Disposable income still falling despite upsurge in employment
Latest CSO figures show disposable income of households fell by €1.1 billion in first quarter
The figures indicated gross household saving decreased by €982 million to €2.6 billion during the same period. Photographer: Mario Proenca/Bloomberg
The disposable income of Irish households is still falling despite more people being at work.
According to new data from the Central Statistics Office (CSO), gross disposable income of Irish households was €22.2 billion in the first quarter of this year.
This represented a fall of €1.1 billion or 4.8 per cent on the previous quarter.
The figures suggest the increase in dispoable income from more people being at work is being offset by the downward pressure on income from new taxes and charges associated with the Government’s long-standing austerity drive.
Minister for Finance Michael Noonan has vowed to do something for hard-pressed middle-income households in the Budget.
Most indications suggest he is likely to widen the tax bands to take more people out of the higher tax bracket.

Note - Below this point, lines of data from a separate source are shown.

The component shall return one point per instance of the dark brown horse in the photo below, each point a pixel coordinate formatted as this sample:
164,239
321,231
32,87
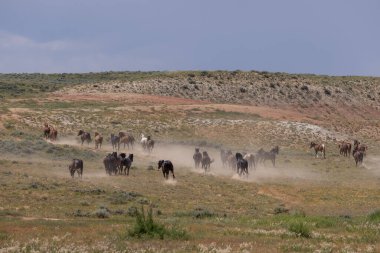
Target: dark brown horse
166,166
263,155
46,131
128,140
115,141
241,165
206,161
359,147
358,156
345,148
318,148
98,140
50,132
149,144
197,157
76,166
84,136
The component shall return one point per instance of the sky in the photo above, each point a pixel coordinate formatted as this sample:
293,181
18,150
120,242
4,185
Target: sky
331,37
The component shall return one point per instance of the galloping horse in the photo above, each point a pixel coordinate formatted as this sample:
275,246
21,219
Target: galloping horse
241,165
345,148
263,155
197,157
50,132
84,136
318,148
98,140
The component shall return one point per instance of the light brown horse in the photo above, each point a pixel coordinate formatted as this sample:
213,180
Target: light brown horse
46,130
127,140
318,148
359,147
98,140
50,132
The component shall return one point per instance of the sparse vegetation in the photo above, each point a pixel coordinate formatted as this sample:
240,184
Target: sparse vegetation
305,204
145,226
300,229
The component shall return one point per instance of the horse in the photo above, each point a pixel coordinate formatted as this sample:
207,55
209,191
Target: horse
241,164
251,160
263,155
206,161
115,141
125,163
84,136
345,148
50,132
111,163
143,141
359,147
166,166
46,131
358,156
76,165
197,157
98,140
318,148
149,144
224,157
53,134
127,140
231,160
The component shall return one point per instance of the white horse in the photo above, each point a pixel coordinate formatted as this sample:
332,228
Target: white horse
143,141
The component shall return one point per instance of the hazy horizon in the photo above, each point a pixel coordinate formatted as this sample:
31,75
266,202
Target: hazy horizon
336,38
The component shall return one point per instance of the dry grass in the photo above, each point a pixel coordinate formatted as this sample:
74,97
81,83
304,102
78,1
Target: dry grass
43,209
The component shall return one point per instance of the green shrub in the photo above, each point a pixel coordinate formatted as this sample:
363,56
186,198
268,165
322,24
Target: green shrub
102,212
200,213
145,226
300,229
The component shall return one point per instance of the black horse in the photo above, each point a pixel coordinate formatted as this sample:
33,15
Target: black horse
111,163
76,165
241,165
166,167
149,144
115,141
197,157
84,136
206,161
125,163
358,156
263,155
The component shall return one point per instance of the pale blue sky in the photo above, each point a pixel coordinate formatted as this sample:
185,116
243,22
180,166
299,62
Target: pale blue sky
331,37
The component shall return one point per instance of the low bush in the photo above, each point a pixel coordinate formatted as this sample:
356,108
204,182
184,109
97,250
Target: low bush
300,229
145,226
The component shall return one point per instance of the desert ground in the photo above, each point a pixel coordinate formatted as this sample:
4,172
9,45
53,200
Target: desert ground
303,204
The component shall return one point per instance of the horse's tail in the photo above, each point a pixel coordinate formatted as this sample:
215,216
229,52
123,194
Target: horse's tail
324,150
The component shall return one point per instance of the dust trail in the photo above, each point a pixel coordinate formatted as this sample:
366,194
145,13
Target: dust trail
372,163
72,141
171,182
182,158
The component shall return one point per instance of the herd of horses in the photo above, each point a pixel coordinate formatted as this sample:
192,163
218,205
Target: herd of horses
240,162
358,152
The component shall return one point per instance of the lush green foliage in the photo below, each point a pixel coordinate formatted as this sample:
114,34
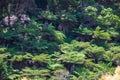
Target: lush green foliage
59,39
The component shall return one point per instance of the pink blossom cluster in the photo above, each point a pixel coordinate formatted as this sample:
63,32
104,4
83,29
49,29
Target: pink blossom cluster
24,18
9,21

The CSO figures also show that during the same time there was also a decrease in quarterly household expenditure, which dropped €138 million to €19.6 billion.

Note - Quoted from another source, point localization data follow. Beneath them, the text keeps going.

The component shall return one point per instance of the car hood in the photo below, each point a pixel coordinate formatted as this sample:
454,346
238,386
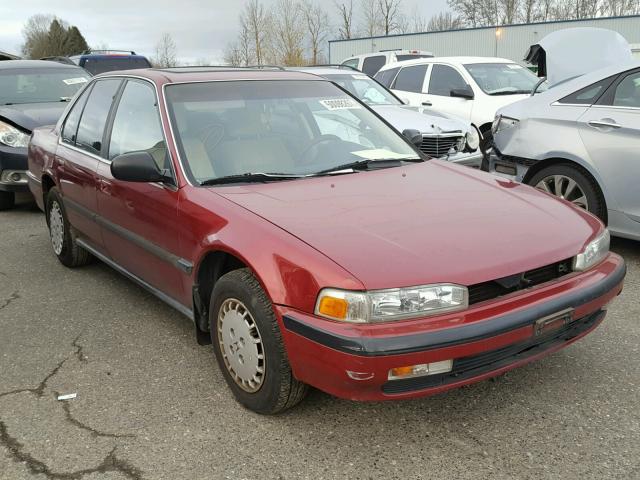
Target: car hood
421,223
573,52
32,115
403,118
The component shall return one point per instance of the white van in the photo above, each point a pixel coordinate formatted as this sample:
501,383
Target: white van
472,88
370,63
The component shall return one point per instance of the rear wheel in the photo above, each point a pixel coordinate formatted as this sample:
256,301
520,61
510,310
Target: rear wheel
572,184
248,345
63,239
7,200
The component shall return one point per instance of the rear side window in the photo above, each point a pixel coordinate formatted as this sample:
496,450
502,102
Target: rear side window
627,92
411,79
588,95
70,128
444,79
371,65
95,115
352,62
385,77
136,125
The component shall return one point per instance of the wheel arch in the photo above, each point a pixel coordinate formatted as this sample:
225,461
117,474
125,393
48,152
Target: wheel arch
582,167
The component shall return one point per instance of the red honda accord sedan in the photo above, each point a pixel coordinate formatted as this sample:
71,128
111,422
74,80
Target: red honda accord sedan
311,242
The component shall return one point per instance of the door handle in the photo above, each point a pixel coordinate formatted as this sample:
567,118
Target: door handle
603,123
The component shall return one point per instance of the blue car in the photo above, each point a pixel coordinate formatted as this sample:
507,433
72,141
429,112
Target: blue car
100,61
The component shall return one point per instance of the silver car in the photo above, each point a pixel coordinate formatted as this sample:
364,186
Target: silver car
579,140
443,136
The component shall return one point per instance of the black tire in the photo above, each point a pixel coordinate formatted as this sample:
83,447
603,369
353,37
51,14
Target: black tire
7,200
591,190
71,254
279,389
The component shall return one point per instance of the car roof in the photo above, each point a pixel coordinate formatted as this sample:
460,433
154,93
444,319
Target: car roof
451,60
210,74
10,64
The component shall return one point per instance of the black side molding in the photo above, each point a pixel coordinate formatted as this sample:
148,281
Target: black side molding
376,346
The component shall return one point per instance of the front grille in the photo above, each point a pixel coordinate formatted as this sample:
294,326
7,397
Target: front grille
437,147
468,367
481,292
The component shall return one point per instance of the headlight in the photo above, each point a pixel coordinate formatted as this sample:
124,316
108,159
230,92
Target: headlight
503,123
391,304
593,253
12,137
473,140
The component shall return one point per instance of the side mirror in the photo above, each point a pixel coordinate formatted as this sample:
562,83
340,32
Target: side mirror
136,167
465,92
414,136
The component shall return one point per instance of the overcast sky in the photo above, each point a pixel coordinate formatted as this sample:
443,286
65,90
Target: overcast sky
200,28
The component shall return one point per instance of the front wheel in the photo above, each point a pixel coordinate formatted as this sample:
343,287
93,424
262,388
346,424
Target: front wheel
248,345
63,239
572,184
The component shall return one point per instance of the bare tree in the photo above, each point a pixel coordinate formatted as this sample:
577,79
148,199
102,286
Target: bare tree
288,30
345,28
317,26
165,52
370,18
35,33
390,15
443,21
257,22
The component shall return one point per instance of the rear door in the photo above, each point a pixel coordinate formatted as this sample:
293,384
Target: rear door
610,130
409,84
139,220
78,155
443,79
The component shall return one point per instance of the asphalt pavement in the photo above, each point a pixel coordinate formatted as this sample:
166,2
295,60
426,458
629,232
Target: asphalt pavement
152,404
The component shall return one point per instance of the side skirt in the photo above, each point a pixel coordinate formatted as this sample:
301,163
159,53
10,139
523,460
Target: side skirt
151,289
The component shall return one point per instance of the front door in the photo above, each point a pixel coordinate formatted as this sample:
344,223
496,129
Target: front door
610,131
78,156
140,220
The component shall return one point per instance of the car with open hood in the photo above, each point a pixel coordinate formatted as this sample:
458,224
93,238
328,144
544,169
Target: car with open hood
443,136
33,93
350,263
579,140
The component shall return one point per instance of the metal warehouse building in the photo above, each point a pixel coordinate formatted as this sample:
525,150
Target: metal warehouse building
507,41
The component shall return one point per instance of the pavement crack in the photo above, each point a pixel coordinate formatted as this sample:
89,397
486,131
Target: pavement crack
96,433
7,301
111,462
79,353
39,390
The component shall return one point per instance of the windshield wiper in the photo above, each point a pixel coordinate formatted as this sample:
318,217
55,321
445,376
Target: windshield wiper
249,178
365,164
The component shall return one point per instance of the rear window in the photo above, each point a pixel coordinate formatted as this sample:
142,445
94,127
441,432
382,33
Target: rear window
98,65
371,65
402,58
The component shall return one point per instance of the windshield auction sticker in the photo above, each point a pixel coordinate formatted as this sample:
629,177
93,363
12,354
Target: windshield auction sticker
74,81
340,104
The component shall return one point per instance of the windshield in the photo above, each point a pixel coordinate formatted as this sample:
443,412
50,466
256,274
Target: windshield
502,78
40,85
367,90
284,127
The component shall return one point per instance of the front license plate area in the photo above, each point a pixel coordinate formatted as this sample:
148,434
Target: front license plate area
553,322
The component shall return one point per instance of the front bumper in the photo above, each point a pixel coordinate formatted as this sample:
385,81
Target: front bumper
352,360
512,168
13,160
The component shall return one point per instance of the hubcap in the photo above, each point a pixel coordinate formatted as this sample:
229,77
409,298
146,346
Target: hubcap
241,345
56,228
564,187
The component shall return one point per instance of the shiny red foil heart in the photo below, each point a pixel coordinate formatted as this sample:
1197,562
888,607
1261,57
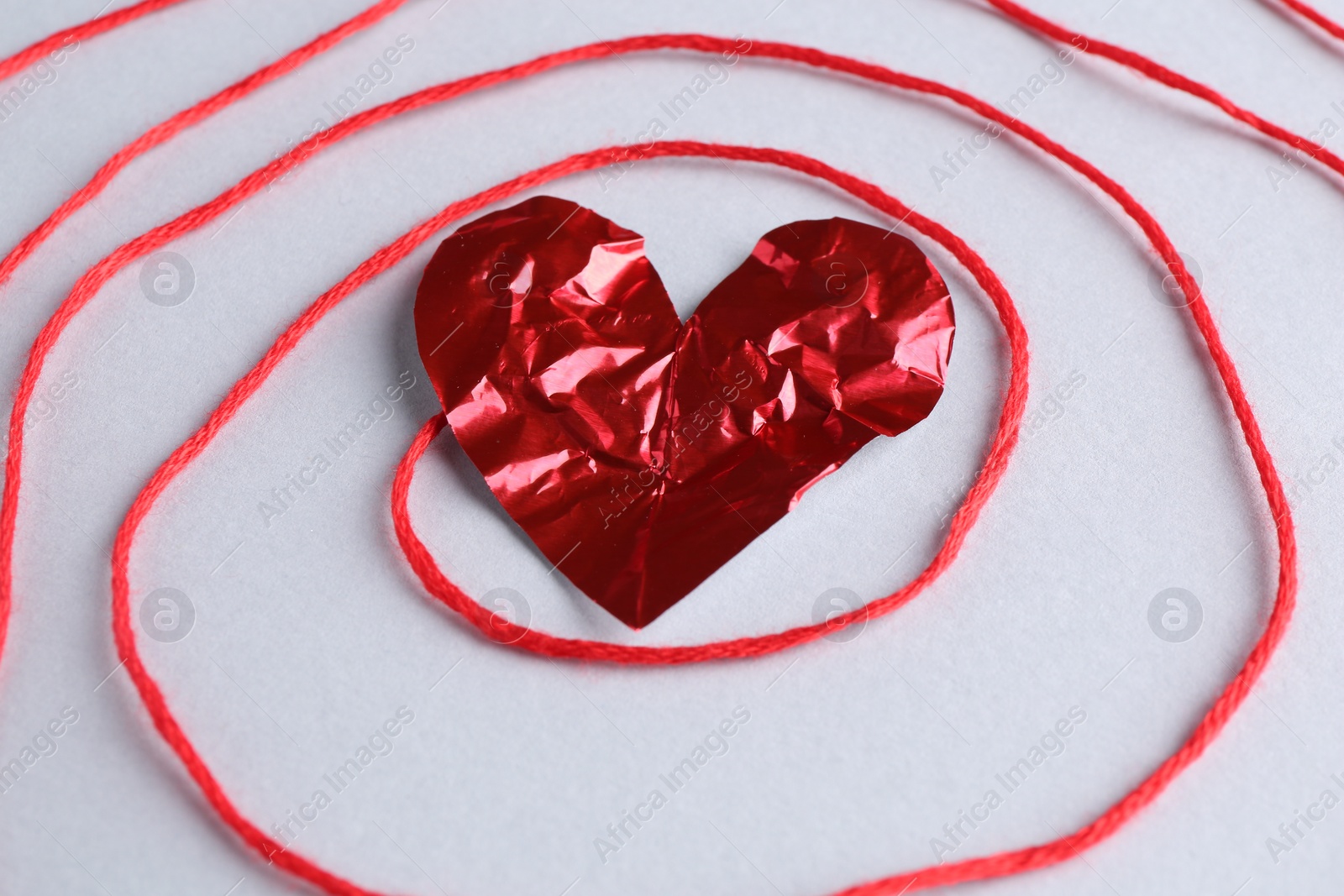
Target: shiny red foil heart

This may go some way to explaining the weak level of consumer spending in the economy which has yet to recover from financial turmoil of recent years.
The figures indicated gross household saving decreased by €982 million to €2.6 billion during the same period.
On an annual basis, however, gross saving for the total economy increased by €396 million to €8.6 billion in the first quarter of 2014.
According to the CSO, this is explained by a decrease in the gross saving of non-financial corporations, which fell 1.06 billion, being offset by increases in the saving of households (+€277 million), Government (+€897 million) and the financial sector (+€296 million).
The saving deficit of Government totalled €1.7 billion in the first quarter, an improvement of €897 million on the same period last year. This was down to increased taxes on production and social contributions.